Fenomana itu makin menjadi-jadi karena disokong oleh Peraturan Menteri Perdagangan (Permendag) Nomor 39 Tahun 2010 tentang Ketentuan Impor Barang Jadi oleh Produsen. Dalam penjelasannya, Kementerian Perdagangan menyebutkan bahwa salah satu tujuan Permendag 39 itu adalah menggairahkan investasi. Calon investor yang ingin membangun pabrik bisa melakukan tes pasar atas produk yang akan dibuat. “Aturan ini makin mendorong produsen menjadi pengimpor atau pedagang, sehingga deindustrialisasi bakal makin dalam,” kata Airlangga Hartarto, Ketua Komisi VI DPR.

Ketua Umum Himpunan Pengusaha Muda Indonesia, Erwin Aksa, menyebutkan bahwa maraknya produk China pasca-ACFTA itu menyebabkan penurunan produksi industri nasional 25%-50%. Sedangkan pengurangan tenaga kerja mencapai 10%-15%. Pengalaman perdagangan bebas dengan China menjadi pelajaran berharga bagi pemerintah untuk bersiap dari sekarang. Dalam persoalan dengan China itu, yang terjadi selama ini, menteri di kabinet tidak kompak dan yang terdengar hanya akan ini dan itu atau akan memperjuangkan ini atau itu.

Adapun China selalu bergerak lebih maju. Contoh paling sederhana, ketika pemerintah akan menerapkan standar nasional (SNI) untuk produk impor, China telah memborong 670 buku dan dokumen SNI sejak November tahun lalu.
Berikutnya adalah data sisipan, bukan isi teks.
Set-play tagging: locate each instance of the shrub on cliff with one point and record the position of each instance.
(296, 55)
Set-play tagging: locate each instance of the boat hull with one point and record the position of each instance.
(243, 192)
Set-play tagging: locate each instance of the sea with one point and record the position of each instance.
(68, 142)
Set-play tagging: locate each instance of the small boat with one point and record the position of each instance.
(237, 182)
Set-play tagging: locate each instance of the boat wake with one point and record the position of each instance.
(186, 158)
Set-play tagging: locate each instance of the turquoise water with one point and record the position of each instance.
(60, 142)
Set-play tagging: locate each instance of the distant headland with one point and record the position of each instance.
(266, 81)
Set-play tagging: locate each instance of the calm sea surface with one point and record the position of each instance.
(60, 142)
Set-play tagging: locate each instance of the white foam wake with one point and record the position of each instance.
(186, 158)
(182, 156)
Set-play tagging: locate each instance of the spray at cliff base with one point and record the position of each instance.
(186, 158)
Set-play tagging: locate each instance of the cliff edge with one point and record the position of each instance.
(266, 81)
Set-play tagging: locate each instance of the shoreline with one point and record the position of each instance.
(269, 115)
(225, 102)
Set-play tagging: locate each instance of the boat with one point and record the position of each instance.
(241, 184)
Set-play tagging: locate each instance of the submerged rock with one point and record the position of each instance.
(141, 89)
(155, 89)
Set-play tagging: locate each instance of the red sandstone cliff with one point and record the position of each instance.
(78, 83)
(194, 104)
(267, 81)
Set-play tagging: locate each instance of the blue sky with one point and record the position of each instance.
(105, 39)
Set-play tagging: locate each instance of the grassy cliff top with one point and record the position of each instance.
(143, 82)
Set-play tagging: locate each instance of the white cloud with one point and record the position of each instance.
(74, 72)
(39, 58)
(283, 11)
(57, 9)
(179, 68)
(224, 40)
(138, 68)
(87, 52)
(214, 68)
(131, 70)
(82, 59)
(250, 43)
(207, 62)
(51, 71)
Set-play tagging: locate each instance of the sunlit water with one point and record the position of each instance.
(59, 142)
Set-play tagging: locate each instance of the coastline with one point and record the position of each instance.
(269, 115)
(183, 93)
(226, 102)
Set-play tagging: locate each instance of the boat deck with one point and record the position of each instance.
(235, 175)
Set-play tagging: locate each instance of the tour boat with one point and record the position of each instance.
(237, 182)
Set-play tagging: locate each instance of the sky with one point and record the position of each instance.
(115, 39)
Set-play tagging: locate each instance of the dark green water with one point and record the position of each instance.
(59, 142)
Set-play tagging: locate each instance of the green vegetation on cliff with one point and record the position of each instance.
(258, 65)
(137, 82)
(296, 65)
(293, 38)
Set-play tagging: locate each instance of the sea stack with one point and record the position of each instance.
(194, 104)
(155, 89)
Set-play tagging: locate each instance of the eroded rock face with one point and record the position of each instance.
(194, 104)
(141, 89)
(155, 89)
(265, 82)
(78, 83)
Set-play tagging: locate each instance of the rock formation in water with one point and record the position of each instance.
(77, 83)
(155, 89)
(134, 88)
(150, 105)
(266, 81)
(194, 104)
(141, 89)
Buku SNI itu akan menjadi pedoman bagi China untuk membuat produknya sesuai dengan standar SNI sehingga mulus masuk ke Indonesia.

Sejumlah persoalan daya saing industri lokal menjadi pekerjaan rumah yang harus dituntaskan sebelum Masyarakat Ekonomi ASEAN dimulai. Daya saing itu, antara lain, dipengaruhi faktor infrastruktur, kesinambungan pasokan sumber energi, dan bunga perbankan yang rendah. Selain itu, yang tak kalah penting adalah meminimalkan penyelundupan.

***

Berbagai masalah itu belum ditangani pemerintah dengan baik. Di sisi infrastruktur, misalnya, arus lalu lintas barang di dalam pulau maupun antarpulau tidak lancar karena kualitas jalan yang rendah, pelabuhan yang tidak memadai, dan sarana angkut antarpulau yang sering “batuk-batuk”. Ini membuat biaya logistik meningkat dan melemahkan daya saing industri lokal.

Kualitas infrastruktur Indonesia hingga saat ini masih kalah jauh dibandingkan dengan negara-negara ASEAN lainya, seperti Malaysia, Thailand, dan Singapura. Survei World Economic Forum Report 2010 menunjukkan, kualitas infrastruktur Indonesia berada di peringkat ke-96 dari 133 negara. Malaysia dan Thailand berada di posisi ke-27 dan ke-41. Dan bila dibandingkan dengan Singapura, Indonesia lebih kelihatan jebloknya.

Bunga kredit perbankan di Indonesia juga sangat memberatkan dunia usaha. “Bunga bank di sini masih di kisaran 12%-15%, sangat mahal bila dibandingkan dengan negara tetangga yang 5%-6%,” kata Putri K. Wardani, Ketua Umum Perusahaan Kosmetik dan Gabungan Industri Jamu. Bunga perbankan yang selangit itu, antara lain, disebabkan masih rendahnya tingkat efisiensi perbankan di Indonesia. Dari sisi energi, menurut Putri, pasokannya juga tidak lancar dan mahal.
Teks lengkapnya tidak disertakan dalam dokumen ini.